Sonoma

La Veronal (ES)

»Wenn es einen Himmel gibt, dann existiert er hier und jetzt«, sagte Luis Buñuel. Das Werk des bedeutendsten spanischen Regisseurs der Filmgeschichte mit seiner überbordenden surrealistischen Phantasie war Inspiration für den Tanzabend »Sonoma« der Kompanie La Veronal. Choreograf Marcos Morau, wie Buñuel Spanier, ist für den Tanz ebenso wegweisend wie der berühmte Filmemacher für das Kino: Moraus Stücke zeigen fantastische Bilder von fremdartiger Schönheit, symbolträchtige Welten aus Bewegung, Kunst, Architektur, Text und Musik. Mit »Sonoma«, einem Abend, den er nur mit Frauen erarbeitet hat, holt Morau die geheimnisvolle Ästhetik Buñuels auf die Bühne und verbindet sie mit Elementen der spanischen Geschichte und Folklore zu mehrdeutigen, zum Teil unerklärlichen Bildern. Ein wundersamer Kosmos aus Buñuels Bilderwelt, religiös anmutenden Zeremonien und Prozessionszügen mit eindeutig uneindeutigen Figuren entsteht. Das rein weibliche Kollektiv strebt aus der Tradition in die Moderne, kämpft mit lauten Trommelschlägen und Schreien gegen die gesellschaftliche Unterdrückung, verleiht dem Wunsch nach individueller Freiheit Ausdruck und sprengt die Fesseln des Konformismus: Für den Himmel – hier und jetzt!

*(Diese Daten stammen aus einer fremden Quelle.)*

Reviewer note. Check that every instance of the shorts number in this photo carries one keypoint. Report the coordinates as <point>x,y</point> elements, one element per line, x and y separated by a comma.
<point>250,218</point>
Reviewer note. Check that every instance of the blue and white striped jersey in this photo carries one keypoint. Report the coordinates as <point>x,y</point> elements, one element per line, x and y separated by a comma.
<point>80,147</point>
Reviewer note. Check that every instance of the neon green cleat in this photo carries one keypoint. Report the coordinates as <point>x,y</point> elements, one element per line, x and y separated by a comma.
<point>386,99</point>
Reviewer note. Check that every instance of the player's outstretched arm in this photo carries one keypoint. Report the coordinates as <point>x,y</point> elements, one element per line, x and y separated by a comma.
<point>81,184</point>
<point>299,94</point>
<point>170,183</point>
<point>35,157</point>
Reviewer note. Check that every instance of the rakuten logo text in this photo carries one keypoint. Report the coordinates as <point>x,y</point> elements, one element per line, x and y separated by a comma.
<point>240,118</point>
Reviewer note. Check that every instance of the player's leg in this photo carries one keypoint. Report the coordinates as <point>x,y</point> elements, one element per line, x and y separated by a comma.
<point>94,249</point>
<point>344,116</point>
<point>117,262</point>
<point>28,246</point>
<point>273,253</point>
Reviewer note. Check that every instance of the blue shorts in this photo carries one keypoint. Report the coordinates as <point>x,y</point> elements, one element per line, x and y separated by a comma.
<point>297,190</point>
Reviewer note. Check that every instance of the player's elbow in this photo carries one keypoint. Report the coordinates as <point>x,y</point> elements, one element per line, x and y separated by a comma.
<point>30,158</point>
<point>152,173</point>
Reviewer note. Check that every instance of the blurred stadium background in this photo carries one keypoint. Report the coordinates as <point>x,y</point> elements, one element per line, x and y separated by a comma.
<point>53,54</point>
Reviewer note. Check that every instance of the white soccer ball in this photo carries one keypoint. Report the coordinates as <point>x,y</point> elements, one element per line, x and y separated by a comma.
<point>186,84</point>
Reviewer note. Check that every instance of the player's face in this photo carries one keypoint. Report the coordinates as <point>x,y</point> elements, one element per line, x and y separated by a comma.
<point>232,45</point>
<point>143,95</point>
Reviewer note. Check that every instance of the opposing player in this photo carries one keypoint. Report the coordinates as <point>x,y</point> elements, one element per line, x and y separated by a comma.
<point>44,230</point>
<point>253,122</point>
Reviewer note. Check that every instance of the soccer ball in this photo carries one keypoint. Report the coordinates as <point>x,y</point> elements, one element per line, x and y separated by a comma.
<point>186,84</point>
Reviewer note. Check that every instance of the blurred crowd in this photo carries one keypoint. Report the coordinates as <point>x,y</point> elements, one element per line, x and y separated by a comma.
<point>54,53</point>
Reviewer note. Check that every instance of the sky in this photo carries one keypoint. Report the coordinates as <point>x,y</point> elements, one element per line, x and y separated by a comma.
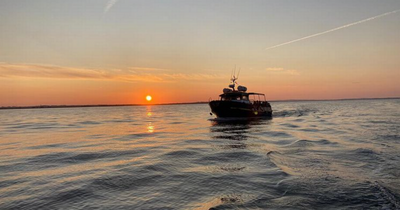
<point>55,52</point>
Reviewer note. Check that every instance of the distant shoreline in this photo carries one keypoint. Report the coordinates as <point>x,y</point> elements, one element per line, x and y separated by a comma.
<point>188,103</point>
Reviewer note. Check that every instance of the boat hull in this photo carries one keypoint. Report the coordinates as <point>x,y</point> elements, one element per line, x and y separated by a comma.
<point>240,109</point>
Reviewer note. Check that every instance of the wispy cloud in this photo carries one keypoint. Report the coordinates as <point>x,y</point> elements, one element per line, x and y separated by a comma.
<point>283,71</point>
<point>109,4</point>
<point>8,70</point>
<point>332,30</point>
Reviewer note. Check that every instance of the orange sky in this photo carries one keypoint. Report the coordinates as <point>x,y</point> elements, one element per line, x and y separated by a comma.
<point>176,51</point>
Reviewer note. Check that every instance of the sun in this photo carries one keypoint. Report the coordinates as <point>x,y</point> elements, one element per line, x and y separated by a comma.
<point>148,98</point>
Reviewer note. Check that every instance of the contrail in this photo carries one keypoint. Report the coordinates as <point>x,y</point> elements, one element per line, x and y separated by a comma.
<point>332,30</point>
<point>109,5</point>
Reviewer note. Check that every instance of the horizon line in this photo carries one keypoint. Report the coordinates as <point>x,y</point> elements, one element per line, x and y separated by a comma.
<point>178,103</point>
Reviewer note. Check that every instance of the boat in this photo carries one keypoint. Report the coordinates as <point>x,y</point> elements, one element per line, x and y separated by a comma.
<point>238,103</point>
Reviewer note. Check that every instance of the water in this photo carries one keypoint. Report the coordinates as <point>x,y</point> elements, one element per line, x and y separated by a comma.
<point>311,155</point>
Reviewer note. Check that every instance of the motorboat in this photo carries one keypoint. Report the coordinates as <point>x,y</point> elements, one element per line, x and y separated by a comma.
<point>239,103</point>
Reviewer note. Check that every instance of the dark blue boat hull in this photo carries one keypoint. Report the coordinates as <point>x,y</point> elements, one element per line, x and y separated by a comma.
<point>240,109</point>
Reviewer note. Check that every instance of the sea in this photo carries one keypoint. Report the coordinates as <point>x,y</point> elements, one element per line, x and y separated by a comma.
<point>309,155</point>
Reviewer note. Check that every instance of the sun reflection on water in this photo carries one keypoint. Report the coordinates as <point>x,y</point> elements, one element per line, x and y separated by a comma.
<point>150,128</point>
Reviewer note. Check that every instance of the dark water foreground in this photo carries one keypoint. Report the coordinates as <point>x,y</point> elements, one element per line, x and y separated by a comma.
<point>311,155</point>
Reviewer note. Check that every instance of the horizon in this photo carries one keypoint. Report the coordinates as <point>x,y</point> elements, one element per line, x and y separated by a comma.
<point>179,103</point>
<point>119,52</point>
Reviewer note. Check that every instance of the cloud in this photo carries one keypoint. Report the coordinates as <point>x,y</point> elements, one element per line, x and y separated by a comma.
<point>109,5</point>
<point>332,30</point>
<point>12,71</point>
<point>283,71</point>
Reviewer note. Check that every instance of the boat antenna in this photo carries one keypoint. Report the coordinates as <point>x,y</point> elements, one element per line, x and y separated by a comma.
<point>234,72</point>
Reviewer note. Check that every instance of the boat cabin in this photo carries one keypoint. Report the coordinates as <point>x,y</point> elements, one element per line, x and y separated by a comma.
<point>242,96</point>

Das Wort ›Sonoma‹ findet sich in keinem Wörterbuch, es setzt sich aus dem griechischen Wort Soma (Körper) und dem lateinischen Sonus (Klang) zu einer Art Körperklang zusammen.

Marcos Morau (Valencia, 1982), der in Barcelona, Valencia und New York in den Bereichen Fotografie, Bewegung und Theater ausgebildet wurde, erschafft imaginäre Welten, in denen sich Bewegung und Bild treffen und gegenseitig verschlingen.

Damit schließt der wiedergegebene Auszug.